Changes in MEPs provide an objective neurophysiological metric for elucidating the mechanisms of rTMS. The results of this study showed that the MEP amplitude significantly increased from baseline in all intervention groups after treatment, suggesting that conventional rehabilitation combined with rTMS may effectively enhance cortical excitability in swallowing-related areas. Notably, the bilateral rTMS group demonstrated a unique advantage: the improvement in MEP amplitude on the affected side was significantly greater than that in the affected-side rTMS group, indicating that bilateral stimulation may more effectively facilitate the recruitment and synchronized firing capacity of neural pathways in the affected hemisphere, potentially by modulating interhemispheric interactions [13, 14]. Particularly important is that only the bilateral rTMS group showed a significant shortening of MEP latency on the unaffected side. Given that latency reflects the neural conduction velocity from the cortex to the target muscles, improvement in this measure suggests that bilateral rTMS not only increased cortical excitability but may also have enhanced the conduction speed of swallowing-related neural pathways, possibly by optimizing myelination or synaptic transmission efficiency [45, 46, 47]. The underlying mechanisms may involve rTMS-induced modulation of neurotransmitter systems (e.g., GABA and glutamate) and upregulation of brain-derived neurotrophic factor expression, as observed in other studies [47, 48]. Therefore, bilateral rTMS may promote neural remodeling and functional recovery related to swallowing through a dual mechanism of “enhancing excitability” and “optimizing conductivity”.

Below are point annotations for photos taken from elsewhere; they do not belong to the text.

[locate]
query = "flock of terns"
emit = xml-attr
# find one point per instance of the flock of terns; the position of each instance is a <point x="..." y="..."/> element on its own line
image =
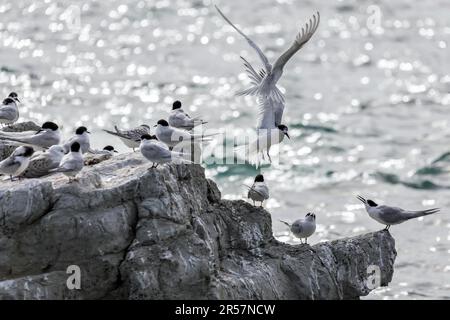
<point x="162" y="147"/>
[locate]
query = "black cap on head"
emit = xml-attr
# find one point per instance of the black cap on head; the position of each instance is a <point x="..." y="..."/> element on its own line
<point x="81" y="130"/>
<point x="75" y="147"/>
<point x="28" y="151"/>
<point x="50" y="125"/>
<point x="284" y="129"/>
<point x="109" y="148"/>
<point x="176" y="105"/>
<point x="312" y="215"/>
<point x="371" y="203"/>
<point x="8" y="101"/>
<point x="163" y="123"/>
<point x="259" y="178"/>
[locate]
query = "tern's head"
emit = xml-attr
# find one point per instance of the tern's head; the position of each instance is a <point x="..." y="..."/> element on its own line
<point x="284" y="129"/>
<point x="56" y="149"/>
<point x="148" y="137"/>
<point x="75" y="147"/>
<point x="24" y="151"/>
<point x="259" y="178"/>
<point x="367" y="203"/>
<point x="162" y="123"/>
<point x="372" y="203"/>
<point x="49" y="126"/>
<point x="14" y="96"/>
<point x="110" y="149"/>
<point x="8" y="101"/>
<point x="81" y="130"/>
<point x="176" y="105"/>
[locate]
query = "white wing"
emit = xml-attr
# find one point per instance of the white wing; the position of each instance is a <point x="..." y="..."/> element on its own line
<point x="302" y="37"/>
<point x="262" y="56"/>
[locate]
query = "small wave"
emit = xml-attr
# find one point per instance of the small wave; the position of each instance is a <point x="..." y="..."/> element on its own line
<point x="431" y="170"/>
<point x="445" y="157"/>
<point x="418" y="184"/>
<point x="314" y="127"/>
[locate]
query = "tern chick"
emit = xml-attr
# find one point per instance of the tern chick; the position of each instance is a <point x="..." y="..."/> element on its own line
<point x="303" y="228"/>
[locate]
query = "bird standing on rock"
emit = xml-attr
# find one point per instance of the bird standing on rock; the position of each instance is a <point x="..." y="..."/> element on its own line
<point x="392" y="215"/>
<point x="17" y="162"/>
<point x="173" y="136"/>
<point x="44" y="138"/>
<point x="158" y="153"/>
<point x="303" y="228"/>
<point x="259" y="190"/>
<point x="9" y="112"/>
<point x="72" y="163"/>
<point x="131" y="138"/>
<point x="40" y="165"/>
<point x="180" y="119"/>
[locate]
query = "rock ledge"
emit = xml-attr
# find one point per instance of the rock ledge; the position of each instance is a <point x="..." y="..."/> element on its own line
<point x="165" y="233"/>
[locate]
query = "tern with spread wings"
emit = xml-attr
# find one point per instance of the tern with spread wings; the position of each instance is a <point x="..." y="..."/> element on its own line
<point x="264" y="85"/>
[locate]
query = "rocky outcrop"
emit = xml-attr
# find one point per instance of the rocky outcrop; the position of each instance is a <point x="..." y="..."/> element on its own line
<point x="165" y="233"/>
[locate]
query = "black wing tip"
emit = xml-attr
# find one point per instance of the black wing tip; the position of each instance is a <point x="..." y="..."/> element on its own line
<point x="360" y="198"/>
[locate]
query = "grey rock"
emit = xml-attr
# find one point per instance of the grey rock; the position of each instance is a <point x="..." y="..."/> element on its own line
<point x="165" y="233"/>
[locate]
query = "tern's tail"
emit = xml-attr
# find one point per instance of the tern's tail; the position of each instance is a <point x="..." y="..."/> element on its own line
<point x="263" y="91"/>
<point x="417" y="214"/>
<point x="249" y="152"/>
<point x="288" y="224"/>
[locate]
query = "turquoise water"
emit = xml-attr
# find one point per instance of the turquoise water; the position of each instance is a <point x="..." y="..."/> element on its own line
<point x="367" y="101"/>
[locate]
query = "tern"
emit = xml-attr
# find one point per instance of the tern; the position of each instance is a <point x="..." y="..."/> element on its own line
<point x="131" y="138"/>
<point x="44" y="138"/>
<point x="9" y="112"/>
<point x="180" y="119"/>
<point x="72" y="163"/>
<point x="259" y="190"/>
<point x="17" y="162"/>
<point x="388" y="215"/>
<point x="81" y="136"/>
<point x="158" y="152"/>
<point x="303" y="228"/>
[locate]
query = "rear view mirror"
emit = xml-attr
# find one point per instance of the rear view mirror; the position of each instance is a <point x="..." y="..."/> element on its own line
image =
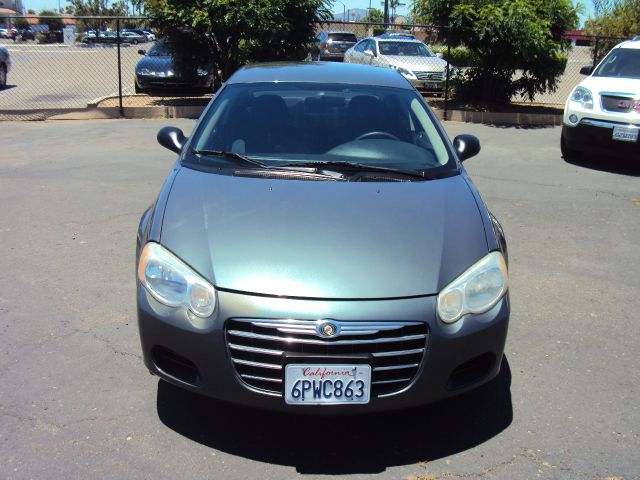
<point x="171" y="138"/>
<point x="466" y="146"/>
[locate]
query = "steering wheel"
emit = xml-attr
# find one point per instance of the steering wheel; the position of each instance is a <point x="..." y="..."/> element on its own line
<point x="368" y="135"/>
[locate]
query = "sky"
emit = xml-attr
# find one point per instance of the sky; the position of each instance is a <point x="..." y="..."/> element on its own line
<point x="38" y="5"/>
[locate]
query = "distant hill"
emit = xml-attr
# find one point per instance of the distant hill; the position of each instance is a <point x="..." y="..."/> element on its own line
<point x="354" y="14"/>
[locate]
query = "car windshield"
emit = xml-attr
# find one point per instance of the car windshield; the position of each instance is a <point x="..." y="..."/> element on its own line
<point x="408" y="49"/>
<point x="160" y="49"/>
<point x="303" y="122"/>
<point x="622" y="63"/>
<point x="342" y="37"/>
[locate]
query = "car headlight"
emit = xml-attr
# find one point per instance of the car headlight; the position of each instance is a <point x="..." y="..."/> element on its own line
<point x="477" y="290"/>
<point x="173" y="283"/>
<point x="403" y="71"/>
<point x="583" y="96"/>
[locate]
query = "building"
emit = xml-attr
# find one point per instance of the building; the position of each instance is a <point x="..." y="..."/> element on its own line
<point x="8" y="9"/>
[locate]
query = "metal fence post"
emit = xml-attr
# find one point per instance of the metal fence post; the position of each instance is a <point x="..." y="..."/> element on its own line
<point x="446" y="79"/>
<point x="119" y="67"/>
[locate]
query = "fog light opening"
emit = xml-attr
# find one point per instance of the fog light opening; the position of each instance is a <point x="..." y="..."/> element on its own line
<point x="472" y="371"/>
<point x="176" y="366"/>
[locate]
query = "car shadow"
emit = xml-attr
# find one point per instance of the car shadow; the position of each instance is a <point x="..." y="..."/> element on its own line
<point x="344" y="444"/>
<point x="619" y="166"/>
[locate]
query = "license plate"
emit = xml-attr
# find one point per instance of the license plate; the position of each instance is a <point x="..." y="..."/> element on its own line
<point x="327" y="384"/>
<point x="625" y="134"/>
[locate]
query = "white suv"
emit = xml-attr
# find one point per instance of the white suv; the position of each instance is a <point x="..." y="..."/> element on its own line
<point x="602" y="114"/>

All patients completed the treatment without any dropouts due to intolerance, indicating good overall tolerability of the intervention protocols across all groups. A total of five cases of transient scalp discomfort were reported among the three groups, with no significant difference in incidence rates between groups. Symptoms resolved after briefly pausing stimulation and allowing a short rest. No serious adverse events such as headache, seizures, tinnitus, or psychological discomfort were observed. These findings are consistent with the majority of reported studies, further supporting the favorable safety profile of rTMS in treating post-stroke dysphagia [49]. In this study, bilateral rTMS did not increase the risk of adverse reactions, demonstrating that both dual-target combined intervention and single intervention modalities possess reliable safety and clinical applicability [44].